Tragedy, according to Aristotle, is the imitation of an action that is serious, complete in itself, possessing a certain magnitude, is clothed in language that gives delight. Tragedy is an imitation of an action. By an action, we mean an event or process of events- something happening. Action is a process of events embodied in the lives and wills of human beings.

Aristotle's Poetics

Poetics is Aristotle's great work on the principles of drama. He believed that the major function of art is to provide satisfaction, for happiness is the aim of life. He argued that tragedy stimulates the emotions of pity and fear.
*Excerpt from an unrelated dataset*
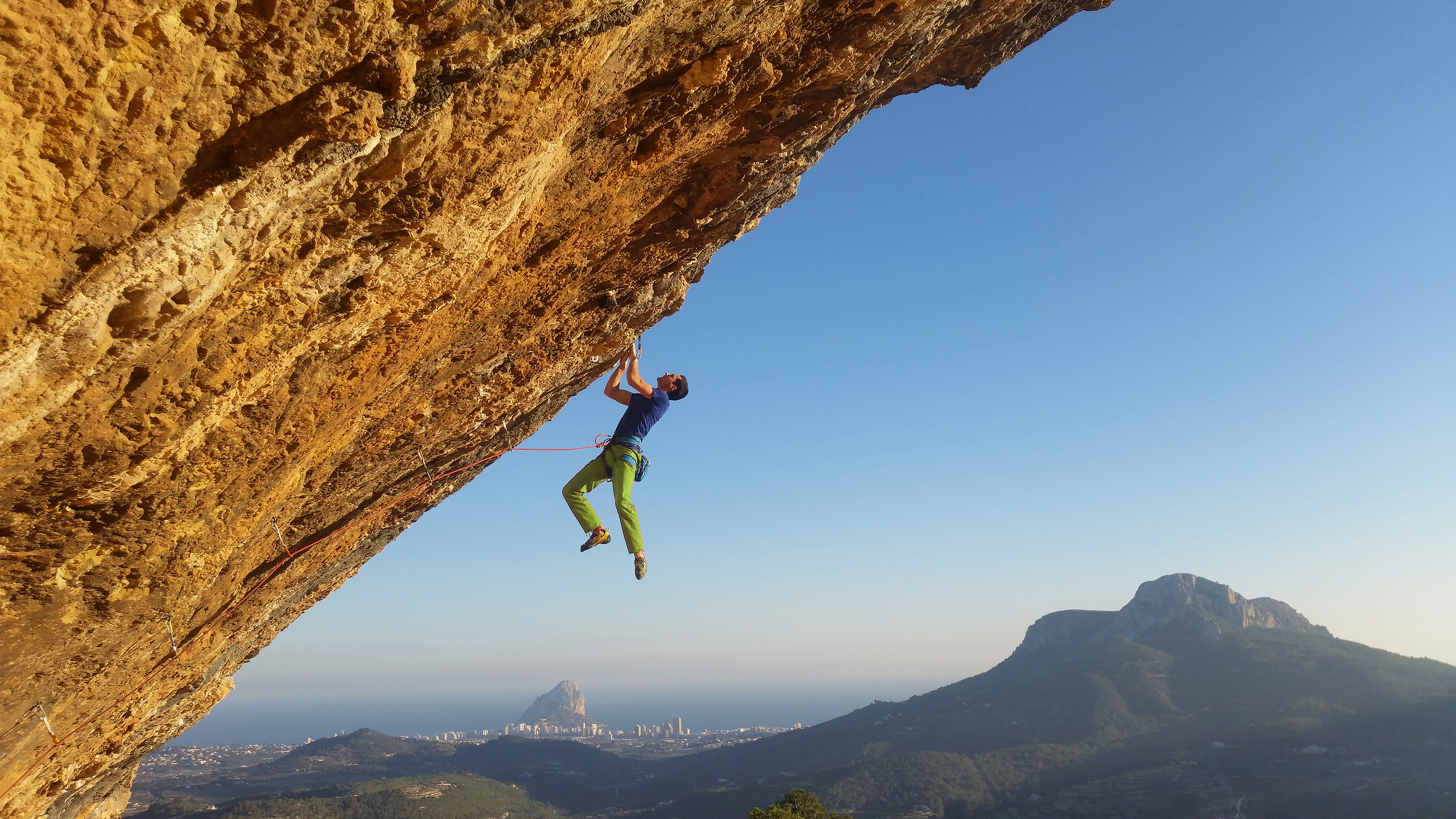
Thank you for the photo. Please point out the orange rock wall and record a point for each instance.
(263, 257)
Aristotle's Poetics is one of the most influential documents ever produced on the art of drama. It had its influence on the 17th-century drama. In Poetics, Aristotle discusses the six essential elements of drama plot, character, thought, tragic hero, catharsis, the three unities, hamartia. He states his opinion on the best type of tragic plot, and suggests it as the most effective means to arouse essential emotions such as pity and fear.

Plot

By plot Aristotle means the arrangement of incidents. Incidents mean action. Tragedy is an imitation of action, both internal and external. The plot should be so framed as to arouse the emotions of pity and fear among the spectators.

Characters

Aristotle lays down four essential qualities for characterization:

1- The characters must be good.

2- The characters must be appropriate.

3- They must have likeness.

4- They must have consistency.

Aristotle is against introduction of evil and wickedness in the plot of the play.

Tragic hero

The tragic hero is a man of ordinary weakness and virtues, leaning more to the side of good than of evil. He is a man of noble feelings and emotions. He falls from a position of lofty eminence and the disaster wrecks his life because of some great error or frailty.

Hamartia (tragic error or flaw)

According to Aristotle, the tragic hero must fall through his or her own error or Hamartia. This term is also interpreted as ” tragic flaw” and usually applied to the tragic hero's overweening pride or hubris (pride), which causes fatal error leading to his fall.

Catharsis

Catharsis is defined as purgation or purification. Pity and fear are related feelings. We pity others whereas we fear for ourselves. The tragic sufferer is a man like ourselves.

The Unities

Aristotle emphasizes only one of the three unities; the unity of action.

Aristotle is against plurality of actions (incidents). As for the unity of time, Aristotle mentions it in relation to dramatic action. Aristotle never mentions the unity of place. However, he considers it desirable to confine the action to a single place.

Plato and Aristotle: similarities

Aristotle agreed with Plato that:

1- Poetry is an imitative art.

2- Poetry arouses the emotions.

3- Poetry gives pleasure.

4- Emotion has an effect upon the whole personality of the spectator or reader and on his emotional behavior in real life.

5- Both considered poetry from a practical and utilitarian point of view.

Aristotle and Plato: differences

1- Plato set out to reorganize human life; Aristotle to reorganize human knowledge.

2- Plato was a transcendentalist and had the temperament of an artist; Aristotle was a scientist, a biologist, an experimentalist, who arrived at his principles through observation and analysis.

3- Plato was an idealist. He believed that the phenomenal world is but an objectification of the ideal world. The ideal world is real; the phenomenal world is but a shadow of this ideal reality.

4- Plato's language is poetic and charming; that of Aristotle is dogmatic, telegraphic.

5- Aristotle makes full use of terminology and doctrines of Plato. Plato was a more original genius; Aristotle more comprehensive and systematic.